Malnutrition also destroys the immune system, predisposing an individual to various diseases, and deaths.
As mitigation to food insecurity, Gates said the Bill and Melinda Gates Foundation is working with researchers on drought and disease-resistant seed varieties besides appropriate technology.
The Foundation, for instance, funded the Water Efficient Maize for Africa (WEMA) which was launched in 2008 to manage risk of drought, resulting into an increase of maize yields to about 24 to 35 per cent.
The maize variety is drought and insect-pest-resistant and is developed by use of conventional breeding, marker-assisted breeding and biotechnology, especially if the youth were encouraged to use technology to find solutions in agriculture.
“Wema in Africa is a successful project under drought conditions.
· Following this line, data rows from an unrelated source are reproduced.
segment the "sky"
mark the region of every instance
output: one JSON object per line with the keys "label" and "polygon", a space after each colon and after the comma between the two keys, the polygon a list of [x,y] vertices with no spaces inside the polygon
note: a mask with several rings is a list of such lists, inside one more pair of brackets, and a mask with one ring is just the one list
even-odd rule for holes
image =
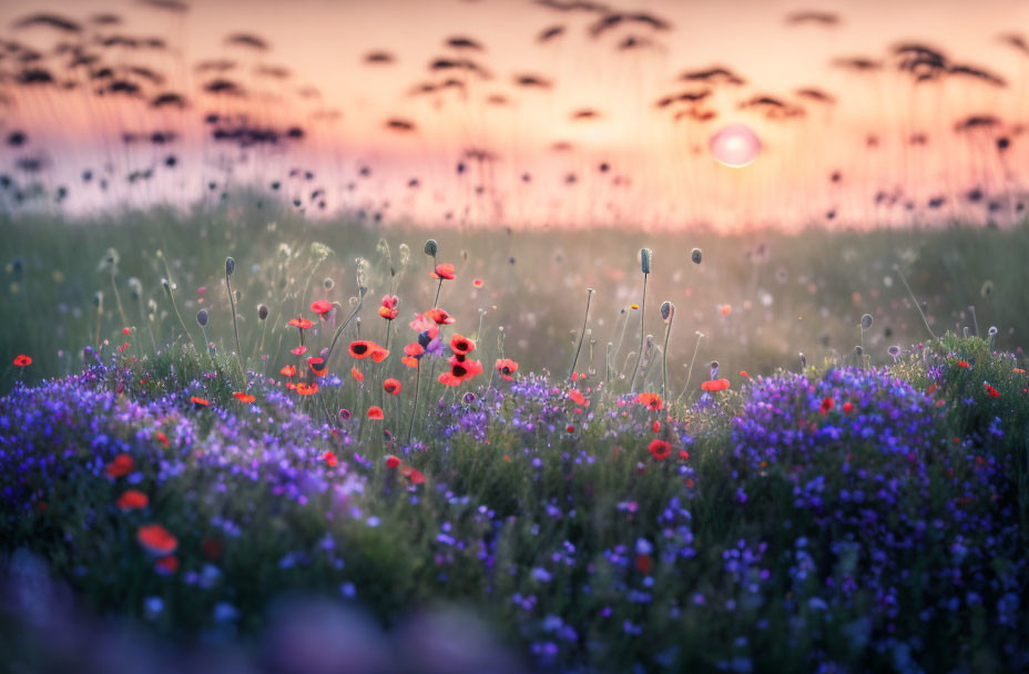
{"label": "sky", "polygon": [[[81,30],[19,25],[41,12]],[[116,14],[120,24],[91,20],[104,13]],[[641,13],[662,27],[638,20]],[[612,16],[617,23],[591,33]],[[61,207],[80,211],[190,203],[277,182],[279,195],[300,201],[313,215],[324,201],[323,212],[428,224],[740,228],[954,217],[1002,224],[1025,213],[1018,204],[1027,178],[1018,167],[1029,164],[1022,142],[1029,50],[1010,35],[1018,27],[1029,27],[1029,0],[629,0],[603,7],[206,0],[185,11],[124,0],[8,0],[0,6],[7,41],[0,132],[20,131],[28,142],[4,147],[0,166],[27,193],[33,182],[48,195],[64,186]],[[558,28],[560,34],[540,41],[542,31]],[[259,38],[267,49],[226,40],[238,33]],[[165,45],[104,47],[112,35],[157,37]],[[452,38],[480,49],[455,49],[447,44]],[[915,52],[896,52],[904,43],[929,48],[944,61],[923,59],[905,71],[905,55]],[[40,58],[20,60],[27,50]],[[369,64],[374,51],[387,52],[391,62]],[[70,54],[96,60],[70,69]],[[854,58],[880,67],[839,65]],[[477,70],[430,68],[462,59]],[[217,60],[233,67],[198,69]],[[55,82],[18,84],[20,73],[38,67]],[[104,67],[114,75],[94,78]],[[137,75],[133,67],[163,81]],[[256,74],[268,67],[289,74]],[[681,79],[714,67],[744,83]],[[516,78],[526,75],[549,85],[518,85]],[[114,79],[139,90],[100,95]],[[205,93],[217,79],[243,94]],[[412,93],[426,84],[434,91]],[[181,93],[187,105],[151,104],[167,92]],[[656,105],[681,93],[704,98]],[[205,122],[212,113],[222,126],[300,126],[304,137],[248,147],[214,142],[218,125]],[[955,130],[969,118],[991,121]],[[390,120],[408,130],[389,127]],[[735,123],[751,127],[762,144],[744,168],[719,164],[709,150],[711,136]],[[154,131],[173,132],[175,140],[123,142],[126,133],[149,137]],[[164,164],[170,154],[173,167]],[[45,170],[19,172],[23,157],[41,160]],[[147,170],[150,176],[129,180]],[[83,183],[85,171],[98,180]],[[99,187],[100,176],[106,188]]]}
Productivity is about 30 per cent higher. This is beneficial for farmers,” said Gates.
Gates said maize productivity in Kenya is low, an issue that needs to be addressed through adaptation on technology in farming besides the government helping small-scale farmers access credit and adapt water storage technology to boost productivity.
“In Western countries, there is fertilizer, and irrigation used to boost production unlike in Kenya,” said Gates who attributed low productivity to weather changes in dry areas “farmers may be encouraged to switch to maize or sorghum that stands heat.”